To create new things, you must start with the basics. According to Heljanko, students should know the inner workings of the online services they use daily, in order to come up with similar innovations themselves.

“We are teaching the technology underlying these online services, as well as how they function on a large scale. If you have never learnt how Google or Facebook work, it will be difficult to develop corresponding applications in your garage,” says Heljanko.

Fast computing across borders

Heljanko transferred to the University of Helsinki from Aalto University, where he headed a research group focused on parallel computing. During the autumn, the group will also transfer to the University of Helsinki, to enable the expansion of cooperation to new fields.

“At the moment, we are collaborating with, among others, genomics researchers, but I am happy to expand our repertoire also to other sciences that are facing challenges with processing extensive data masses,” says Heljanko.

Limits of physics on the horizon

Many issues in future data management boil down to how to manage constantly growing amounts of data. The scope of collected data is continuously increasing, while the performance of processors in individual computers is no longer significantly improving. In other words, the rows of computers in the factory halls will keep on expanding.

New methods in parallel computing must also be found since increasing the number of data-processing computers also increases energy consumption.

“We will need more computing units capable of performing at the level of their predecessors while consuming less energy,” Heljanko states.

In the future, computing specialists must also solve the problem of creating maps that automated cars can use to drive safely. For road work, traffic accidents and other emergencies to turn into information understandable to vehicles, the cloud must include an infrastructure that is able to maintain an overall view of the world.

“All this requires more computing power, which means that we will not be short of challenges in the coming decades.”

In­tro­du­cing people be­hind HiDATA 

This series will introduce new professors in the tenure track system of the University of Helsinki working at the Helsinki Centre for Data Science.  

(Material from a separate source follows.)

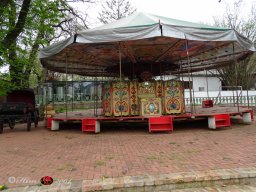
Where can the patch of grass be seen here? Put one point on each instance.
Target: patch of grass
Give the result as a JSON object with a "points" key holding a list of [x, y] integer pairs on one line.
{"points": [[3, 187], [100, 163]]}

Other parts of the series:

Laura Ruotsalainen, associate professor of spatio-temporal data analysis: People in mo­tion help plan­ners design bet­ter cit­ies

Kai Puolamäki, associate professor of data science and atmospheric sciences: Data science in­ter­prets at­mo­spheric particles and helps find the clean­est urban routes – if we know what to ask com­puters

Nikolaj Tatti, associate professor of privacy-aware and secure data science: Data science may soon ex­pose fake news

Antti Honkela, associate professor of Data Science - Machine Learning and AI:  Every­one has their secrets – ma­chine learn­ing needs to re­spect pri­vacy

Dorota Głowacka, assistant professor of machine learning and data science: Fu­ture search en­gines will help users find in­for­ma­tion they don’t even know they are look­ing for

Keijo Heljanko
  • Began serving as professor of parallel and distributed data science and deputy director of HiDATA, the Helsinki Centre for Data Science
  • Before transferring to the University of Helsinki, worked as an associate professor at the Department of Computer Science, Aalto University
  • Master of Science (Technology) 1997, Helsinki University of Technology, computer science as the major subject
  • Doctor of Science (Technology) 2002, Helsinki University of Technology, computer science as the major subject. His doctoral dissertation focused on the analysis of parallel systems.
  • At HiDATA, Heljanko wishes to foster a research environment and course selection that provide students with a topical understanding of Big Data technologies and related issues of data processing.